Jumlah kapal ikan yang memperoleh izin operasi dari Pemerintah Provinsi Maluku pun tercatat hanya 288 kapal, karena adanya batasan dibawa 30 GT. Sementara jumlah izin kapal ikan yang dikeluarkan Menteri KKP untuk beroperasi di wilayah perairan Maluku, kata Murad, sebanyak 1.640 kapal.

“Anehnya, kapal-kapal ini tidak mempekerjakan orang Maluku, anak-anak daerah saya. Home based-nya pun menggunakan pelabuhan yang semestinya dilabuhi oleh kapal-kapal izin provinsi,” bebernya.
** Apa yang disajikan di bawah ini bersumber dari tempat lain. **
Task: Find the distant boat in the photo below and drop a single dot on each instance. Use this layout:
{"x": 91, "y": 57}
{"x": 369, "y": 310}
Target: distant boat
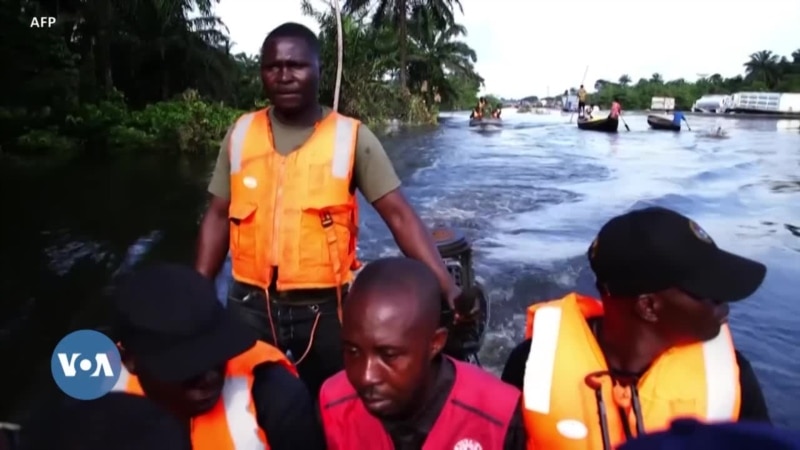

Begitu strategisnya perairan laut Maluku membuat daerah ini yang paling banyak berdiri Unit Pelaksana Tugas (UPT) KKP di daerah. Dari delapan UPT KKP yang ada, tujuh UPT lawannya diberikan oleh Pe¬merintah Provinsi Maluku.

Tujuh UPT KKP yang berdiri diatas lahan Pemerintah Provinsi Maluku antara lain Balai Perikanan Budidaya Laut (BPBL) Ambon, Pelabuhan Perikanan Nusantara (PPN) Ambon, PPN Tual, dan Balai Karantina Ikan, Pengendalian Mutu dan Keamanan Hasil Perikanan (BKIPM) Ambon. Hanya satu UPT yakni Balai Pelatihan dan Penyulu¬han Perikanan (BPPP) Ambon yang menggunakan lahan bekas Balai Ketrampilan Penangkapan Ikan (BKPI).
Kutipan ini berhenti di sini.